Yellow Dog News. Apparently the release of Yellow Dog Linux 2.0 has been delayed. Terrasoft has issued an explanation, along with an apology, for the delay. "In what we hoped to be our final stress tests last week, we uncovered several new problems including a bug in the partitioning code. We are working hard this week and the next to resolve these issues. We have made our 2.0 package set (based upon Red Hat 7) available for any power users to test and provide feedback. We've already fixed several, relatively minor bugs discovered through public beta tests and appreciate this assistance".
No exact date has been given for the postponed release. Presumably it will come when the problems have been resolved and they are confident in the new package.
muLinux News. muLinux 11r11 was released last Friday and includes minor feature enhancements such as a statically linked "fdformat" command and IPv4 masquerading modules. muLinux is a single-floppy Linux distribution now gaining popularity with use in the embedded Linux arena.
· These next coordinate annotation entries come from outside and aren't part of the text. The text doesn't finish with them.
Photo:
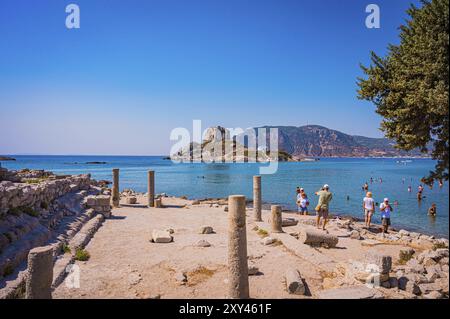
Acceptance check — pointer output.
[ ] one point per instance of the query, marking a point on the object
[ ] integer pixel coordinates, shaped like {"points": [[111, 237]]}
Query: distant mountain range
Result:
{"points": [[319, 141]]}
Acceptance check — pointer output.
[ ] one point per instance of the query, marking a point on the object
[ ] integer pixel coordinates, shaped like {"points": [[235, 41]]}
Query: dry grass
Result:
{"points": [[262, 233], [199, 275]]}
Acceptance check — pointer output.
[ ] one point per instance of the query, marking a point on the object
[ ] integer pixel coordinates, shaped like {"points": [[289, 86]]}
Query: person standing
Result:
{"points": [[304, 203], [323, 205], [298, 199], [369, 208], [432, 210], [419, 192], [386, 210]]}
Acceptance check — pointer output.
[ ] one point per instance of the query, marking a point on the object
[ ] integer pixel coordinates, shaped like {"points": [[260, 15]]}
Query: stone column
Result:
{"points": [[257, 198], [151, 188], [238, 287], [115, 191], [40, 273], [276, 219]]}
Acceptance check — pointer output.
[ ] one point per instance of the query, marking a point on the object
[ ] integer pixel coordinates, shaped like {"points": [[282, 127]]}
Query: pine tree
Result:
{"points": [[409, 86]]}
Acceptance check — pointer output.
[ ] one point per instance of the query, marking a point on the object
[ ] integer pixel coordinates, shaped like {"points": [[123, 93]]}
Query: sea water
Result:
{"points": [[391, 178]]}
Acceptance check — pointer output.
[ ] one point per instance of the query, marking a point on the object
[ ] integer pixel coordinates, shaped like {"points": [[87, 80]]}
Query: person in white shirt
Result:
{"points": [[386, 210], [369, 208]]}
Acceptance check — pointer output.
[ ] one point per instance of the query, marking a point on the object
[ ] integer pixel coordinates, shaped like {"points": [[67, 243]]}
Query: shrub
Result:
{"points": [[30, 211]]}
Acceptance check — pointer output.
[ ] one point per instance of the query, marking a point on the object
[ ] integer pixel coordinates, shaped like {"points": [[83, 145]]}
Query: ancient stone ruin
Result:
{"points": [[39, 208]]}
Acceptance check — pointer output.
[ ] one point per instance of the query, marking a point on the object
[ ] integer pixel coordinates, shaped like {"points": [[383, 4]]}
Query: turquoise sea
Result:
{"points": [[344, 175]]}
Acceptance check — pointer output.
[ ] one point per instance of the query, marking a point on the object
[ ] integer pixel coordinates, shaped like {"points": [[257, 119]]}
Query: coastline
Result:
{"points": [[215, 182]]}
Debian News. Within hours of the publication of this edition of LWN, the current Debian leader elections will be over. They end at midnight, March 28th, at the international date line. To check what date or time that matches in your own time zone, use the command:
date --date='2001-03-28 23:59:59 -1200'
Slackware News. One new addition to all three Slackware platforms this week was cdparanoia alpha9.7, a Compact Disc digital extraction program described as "really nice" and "rock-solid", despite its alpha status.
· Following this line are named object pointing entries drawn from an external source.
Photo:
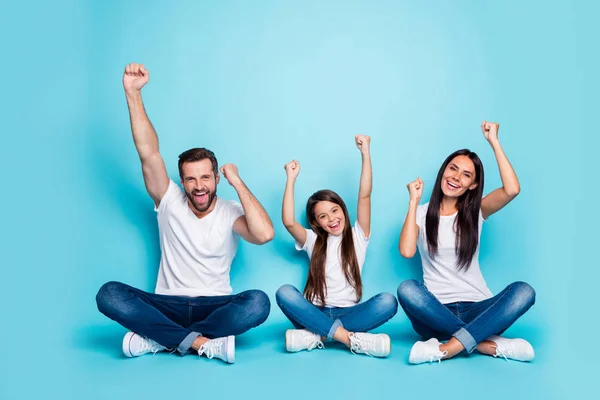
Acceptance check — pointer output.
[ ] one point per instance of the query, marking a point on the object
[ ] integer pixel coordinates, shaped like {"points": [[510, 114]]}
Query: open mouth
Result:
{"points": [[335, 226], [201, 197], [451, 185]]}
The other major update this week was the upgrade to Apache 1.3.19, which included a total restructuring of the package, moving it from the /var/lib/apache tree and placing it instead under /usr. All of the changes seem geared to bring that package in-line with the File System Hierarchy Standard. Note that the Apache upgrade has not yet been done on the Sparc platform, only the Intel and Alpha.
Specific to the Alpha platform was an upgrade to XFree86 4.0.3. All platforms also got upgrades to the tcpip2 and yptools packages, as well as new versions of fdutils and mtools.
On the userlocal.com forum, we found a link to this new article, Slackware Linux 101. It uses Slackware to demonstrate the system initialization sequence. "In particular, Slackware's init structure is more akin to the BSD UNIX structure than the System V structure, though with the latest distribution of Slackware there are some concessions for programs that want to add services to startup but expect a System V directory structure".
SuSE News. SuSE announced two new products this week, including SuSE Linux Enterprise Server, a new version of the SuSE Linux operating system that has been optimized for use on servers and SuSE Linux 7.1 Power PC Edition.
The first finishes SuSE's move from providing a single distribution product for the Intel platform to providing three tailored versions: "SuSE Linux Personal", "SuSE Linux Professional" and now "SuSE Linux Server".
The second makes the latest version of SuSE available for the PowerPC platform, bringing the number of supported platforms for SuSE Linux 7.1 up to three, including Intel, Alpha and now PowerPC. SuSE also supports the SPARC and IBM eSeries (S/390) platforms, so presumably there are more such announcements to come.
SuSE Linux 7.1 (Duke of URL). The Duke of URL released a review of SuSE 7.1 this week. "Performance is pretty good for a distribution that is optimized for the 486 based PC. There is a noticable speed difference when running the 2.4 kernel, though not enough to make a major difference. However it does have a good feel to it that makes it very acceptable for day to day productivity". Overall, they commented that SuSE 7.1 had set a new standard for other distributions to beat.
SuSE 7.1 Professional still in minor leagues (ZDNet). The review above contrasts a bit with this one from ZDNet. "As a desktop operating system, SuSE 7.1 Professional would be a good fit only for Microsoft haters and cash-strapped companies installing systems for the first time". Note that this review was specific to the Professional version of SuSE, aimed at technical desktop users, and is being compared with Windows, not other Linux distributions. They did still compliment KDE 2.0, Yast2 and the level of device detection now provided.